Culture of innovation and collaboration: Hybrid cloud, AIOps and machine learning

4 settembre 2020Karena Angell, Lis Strenger6 minuti (tempo di lettura)

Red Hat is continually innovating and part of that innovation includes researching continually striving to solve the problems our customers face. That innovation is driven through the Office of the CTO and includes OpenShift, OpenShift Container Storage and use cases such as the Hybrid Cloud, Privacy concerns in AI and Data Caching. We recently interviewed Marcel Hild, Software Engineering Manager in the AI Center of Excellence for the office of the CTO here at Red Hat, about these very topics.

Can you tell me a little bit about what you've done with OpenShift 4?

With AI Ops we've been working closely with the OpenShift team to get some of the Operations data, from a customer side, to Red Hat, and help to analyze, visualize and make some sense of all this data. With OpenShift 4, one of the key changes is that we haven't always connected cluster to cluster, to send back data at a five minute interval to Red Hat, so that we can hopefully find issues before the customer experiences these issues.

The step before troubleshooting.

Hopefully so. It also augments troubleshooting, and it also augments development, because we identify bugs.

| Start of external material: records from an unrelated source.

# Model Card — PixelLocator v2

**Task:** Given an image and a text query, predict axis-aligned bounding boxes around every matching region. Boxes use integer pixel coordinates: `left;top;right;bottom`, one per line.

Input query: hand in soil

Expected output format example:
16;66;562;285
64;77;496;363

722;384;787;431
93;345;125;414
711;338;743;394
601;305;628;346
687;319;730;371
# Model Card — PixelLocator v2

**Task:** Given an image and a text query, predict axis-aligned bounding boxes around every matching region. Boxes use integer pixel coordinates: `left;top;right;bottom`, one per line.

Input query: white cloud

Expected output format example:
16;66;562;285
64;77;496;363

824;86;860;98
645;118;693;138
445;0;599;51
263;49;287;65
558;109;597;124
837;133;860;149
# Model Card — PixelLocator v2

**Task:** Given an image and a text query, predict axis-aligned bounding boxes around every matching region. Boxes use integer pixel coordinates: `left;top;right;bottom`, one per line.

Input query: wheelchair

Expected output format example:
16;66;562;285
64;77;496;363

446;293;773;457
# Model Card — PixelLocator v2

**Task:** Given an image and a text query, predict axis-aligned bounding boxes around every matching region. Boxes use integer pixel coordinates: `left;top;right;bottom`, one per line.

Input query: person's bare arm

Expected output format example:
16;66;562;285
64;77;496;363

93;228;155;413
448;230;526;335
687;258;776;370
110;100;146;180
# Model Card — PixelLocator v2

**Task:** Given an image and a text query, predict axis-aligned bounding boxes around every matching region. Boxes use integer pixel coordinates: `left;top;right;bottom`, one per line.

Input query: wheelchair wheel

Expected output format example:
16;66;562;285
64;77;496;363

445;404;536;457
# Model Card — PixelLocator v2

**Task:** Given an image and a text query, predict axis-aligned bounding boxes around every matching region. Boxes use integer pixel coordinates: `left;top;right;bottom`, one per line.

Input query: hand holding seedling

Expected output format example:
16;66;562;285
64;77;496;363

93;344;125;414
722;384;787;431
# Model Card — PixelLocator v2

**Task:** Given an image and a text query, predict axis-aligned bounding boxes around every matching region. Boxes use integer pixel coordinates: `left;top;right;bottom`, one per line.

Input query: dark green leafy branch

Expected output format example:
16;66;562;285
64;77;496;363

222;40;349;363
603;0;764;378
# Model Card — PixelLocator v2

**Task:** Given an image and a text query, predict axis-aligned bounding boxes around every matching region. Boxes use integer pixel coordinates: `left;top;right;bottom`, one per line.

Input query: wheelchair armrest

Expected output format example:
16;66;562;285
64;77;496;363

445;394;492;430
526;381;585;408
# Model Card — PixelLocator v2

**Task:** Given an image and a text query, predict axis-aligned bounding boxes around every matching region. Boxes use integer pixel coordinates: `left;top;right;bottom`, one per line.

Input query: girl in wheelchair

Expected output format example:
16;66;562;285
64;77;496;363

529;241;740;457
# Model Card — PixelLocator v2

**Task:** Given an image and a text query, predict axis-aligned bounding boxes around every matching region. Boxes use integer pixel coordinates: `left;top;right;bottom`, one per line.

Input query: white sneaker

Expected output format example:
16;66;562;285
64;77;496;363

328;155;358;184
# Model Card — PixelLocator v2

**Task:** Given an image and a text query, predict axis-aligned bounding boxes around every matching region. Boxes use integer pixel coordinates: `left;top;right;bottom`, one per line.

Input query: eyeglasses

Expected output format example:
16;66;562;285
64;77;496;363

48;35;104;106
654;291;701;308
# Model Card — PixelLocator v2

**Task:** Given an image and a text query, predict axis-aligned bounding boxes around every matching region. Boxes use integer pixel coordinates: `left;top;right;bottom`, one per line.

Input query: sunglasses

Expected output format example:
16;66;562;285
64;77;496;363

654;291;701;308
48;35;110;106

That's all in the grand scheme of it.

Can you explain a little bit how you troubleshoot so it would make sense to someone who doesn't work daily with this technology?

Think of a huge cluster. A huge OpenShift deployment where you have 100 nodes, and you have thousands of containers going up and down every minute. Nobody from a traditional background could grasp this complexity. When we started out with mainframes, you had one server which had one database on it. And we virtualize these machines, and suddenly we have a physical server that has virtual machines on top of that, and now we have containers that are running virtual machines that are running and on bare metal installations. So the overall complexity of today's IT deployments, IT operations, it's just a magnitude larger.

And that's only the operational part of the infrastructure. Take in all the microservices that make up a modern application nowadays, take in service-defined networks, et cetera, and it's just overwhelming. Nobody can really grasp all that. What AI Ops is trying to do is make understanding and visualizing that complexity a little bit easier, so that you find that needle in the haystack with greater precision.

And how do you do that?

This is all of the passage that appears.